## CASSDA - Data Download

Contains code to download the following data
- Wildlife crossings from OSM
- Streets from OSM
- High-Resolution satellite images from discomap https://discomap.eea.europa.eu/wiki/ (Cloudless 2m/px satellite data)

#### Deps

In [1]:
import os
import sys

sys.path.append("../src")

import geopandas as gpd
import requests as r
from owslib.wms import WebMapService
from shapely.geometry import LineString, MultiPolygon, Point, Polygon

from modelling.helpers import polygon_to_yolo_segmentation
from osm.queries import get_street_query, get_wildlife_crossing_query
from wms.get_wms_crops import get_crop_bboxes

#### Global Config

In [2]:
countries_to_process = ["CH"]
image_output_dir = "../data/satellite_images/"
geodata_output_dir = "../data/geodata/"

In [3]:
# these typically do not need to be changed
OVERPASS_API_URL = "https://overpass-api.de/api/interpreter"
WMS_URL = "https://image.discomap.eea.europa.eu/arcgis/services/GioLand/VHR_2021_LAEA/ImageServer/WMSServer/?request=GetCapabilities&service=WMS"
CRS = "EPSG:3035"  # ETRS89 / ETRS-LAEA
PIXEL_RESOLUTION_M = 2  # 2 meters per pixel

### Wildlife Crossing

#### Export Polygons from OSM

In [None]:
# config for wildlife crossing query
bridges_only = True  # whether to only consider bridges or tunnels and other as well

Gets the queries according to defined parameters, sends it co Overpass-API and 
on success stores the result in <geodata_output_dir>

In [8]:
bridges_string = "_bridges_only" if bridges_only else ""

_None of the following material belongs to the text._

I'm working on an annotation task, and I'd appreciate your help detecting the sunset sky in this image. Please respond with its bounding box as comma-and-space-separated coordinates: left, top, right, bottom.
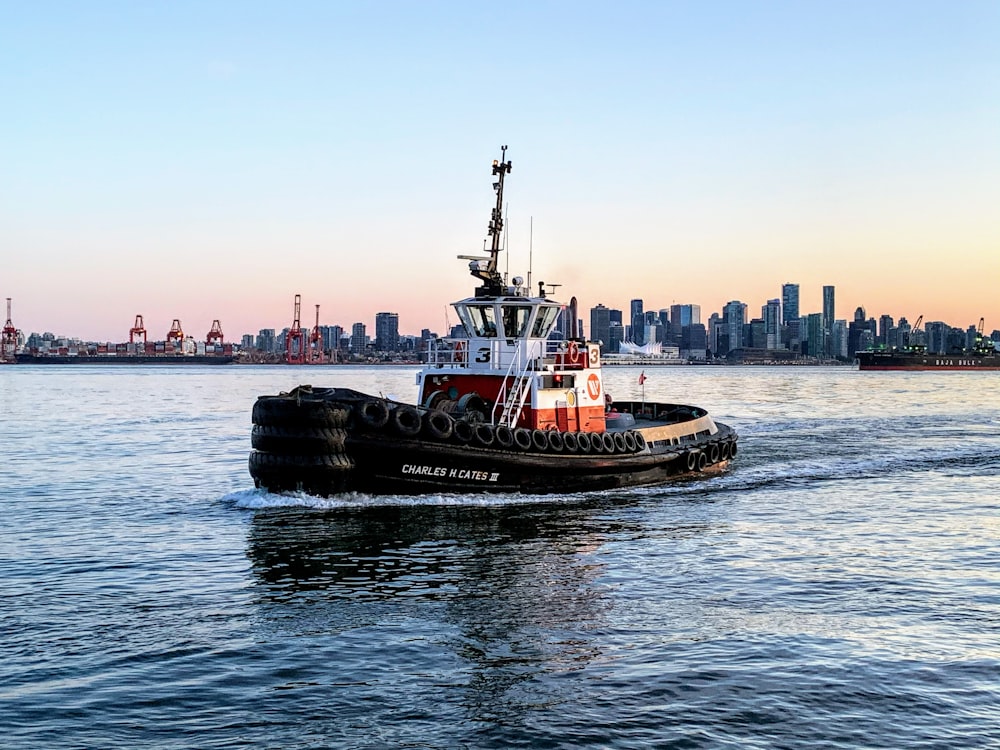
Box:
0, 0, 1000, 341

for country in countries_to_process:
    print(f"Processing country: {country}")

    # Download wildlife crossings
    crossing_query = get_wildlife_crossing_query(
        country, timeout=240, bridges_only=bridges_only
    )
    response = r.get(OVERPASS_API_URL, params={"data": crossing_query})
    response.raise_for_status()
    data = response.json()

    features = []
    for el in data["elements"]:
        tags = el.get("tags", {})

        # Node → Point
        if el["type"] == "node":
            geometry = Point(el["lon"], el["lat"])
            features.append({"id": el["id"], "geometry": geometry, **tags})

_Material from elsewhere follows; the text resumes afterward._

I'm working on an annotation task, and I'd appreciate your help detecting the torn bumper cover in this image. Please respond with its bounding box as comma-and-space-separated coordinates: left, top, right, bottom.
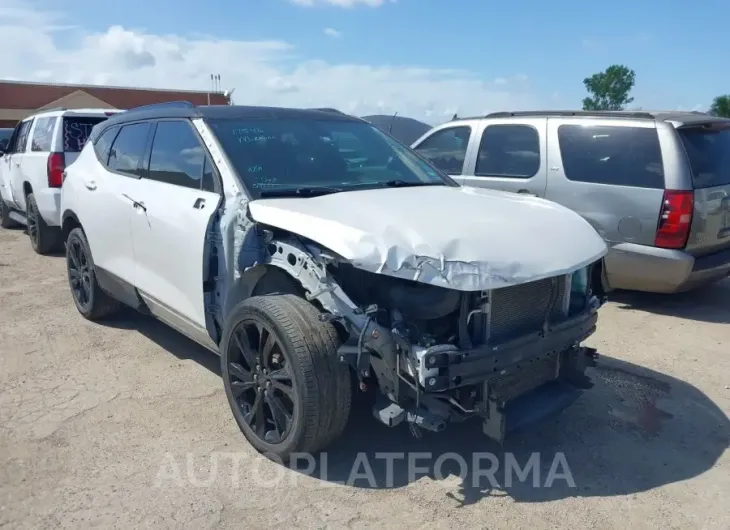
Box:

        # Way → LineString or Polygon
        elif el["type"] == "way" and "geometry" in el:
            coords = [(pt["lon"], pt["lat"]) for pt in el["geometry"]]
            if len(coords) >= 3 and coords[0] == coords[-1]:
                geometry = Polygon(coords)  # Closed → Polygon
            else:
                geometry = LineString(coords)  # Open → LineString
            features.append({"id": el["id"], "geometry": geometry, **tags})

        # Relation → MultiPolygon (if members have geometry)
        elif el["type"] == "relation" and "members" in el:
            polygons = []
            for member in el["members"]:
                if member["type"] == "way" and "geometry" in member:
                    coords = [(pt["lon"], pt["lat"]) for pt in member["geometry"]]
                    if len(coords) >= 3:
                        polygons.append(Polygon(coords))
            if polygons:
                geometry = MultiPolygon(polygons) if len(polygons) > 1 else polygons[0]
                features.append({"id": el["id"], "geometry": geometry, **tags})

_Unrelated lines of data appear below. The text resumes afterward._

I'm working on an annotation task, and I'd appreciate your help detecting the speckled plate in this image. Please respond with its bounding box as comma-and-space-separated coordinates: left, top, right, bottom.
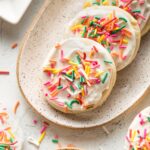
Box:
17, 0, 150, 128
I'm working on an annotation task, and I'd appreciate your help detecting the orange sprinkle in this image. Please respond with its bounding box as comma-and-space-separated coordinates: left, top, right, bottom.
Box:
13, 101, 20, 114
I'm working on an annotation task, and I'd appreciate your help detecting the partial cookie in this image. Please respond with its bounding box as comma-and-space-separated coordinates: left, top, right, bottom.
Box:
125, 107, 150, 150
84, 0, 150, 35
43, 38, 116, 113
65, 6, 141, 71
0, 122, 23, 150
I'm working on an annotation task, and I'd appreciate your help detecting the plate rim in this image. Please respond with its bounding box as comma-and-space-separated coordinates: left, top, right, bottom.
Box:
16, 0, 150, 129
0, 0, 32, 25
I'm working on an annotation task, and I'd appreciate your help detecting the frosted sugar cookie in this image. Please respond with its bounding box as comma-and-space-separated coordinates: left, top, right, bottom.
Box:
126, 107, 150, 150
66, 6, 141, 70
43, 38, 116, 113
84, 0, 150, 35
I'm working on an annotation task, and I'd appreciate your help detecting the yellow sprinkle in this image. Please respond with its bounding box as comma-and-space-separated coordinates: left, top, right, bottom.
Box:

    # --- Create GeoDataFrame ---
    if features:
        print(f"Found {len(features)} wildlife crossings.")
        gdf = gpd.GeoDataFrame(features, geometry="geometry", crs="EPSG:4326")
    else:
        print("No wildlife crossings found.")

    # --- Reproject to EPSG:3035 (ETRS89 / LAEA Europe) ---
    if not gdf.empty:
        gdf = gdf.to_crs(epsg=3035)
        print("Reprojected to EPSG:3035.")

    os.makedirs(geodata_output_dir, exist_ok=True)

    # Save the GeoDataFrame to a file
    output_file = os.path.join(
        geodata_output_dir,
        f"{country.lower()}_wildlife_crossings_osm{bridges_string}.geojson",
    )
    gdf.to_file(output_file, driver="GeoJSON")
    print(f"Saved GeoDataFrame to {output_file}")

Processing country: CH
Found 18 wildlife crossings.
Reprojected to EPSG:3035.
Saved GeoDataFrame to ../data/geodata/ch_wildlife_crossings_osm_bridges_only.geojson


### Download WMS Images

#### Config

In [6]:
# config for satellite image download
pixel_size = 2  # meter per pixel
buffer_size = 640  # meter buffer around each point, square bbox

source_geometry_files = ["../data/geodata/combined_wildlife_poly_bridges_filtered_no_ch.gpkg"]

In [7]:
wms = WebMapService(
    WMS_URL,
    version="1.3.0",
)
layer_name = list(wms.contents)[0]
print(layer_name)

VHR_2021_LAEA


#### Execution

In [8]:
for f in source_geometry_files:
    print(f"Processing source geometry file: {os.path.basename(f)}")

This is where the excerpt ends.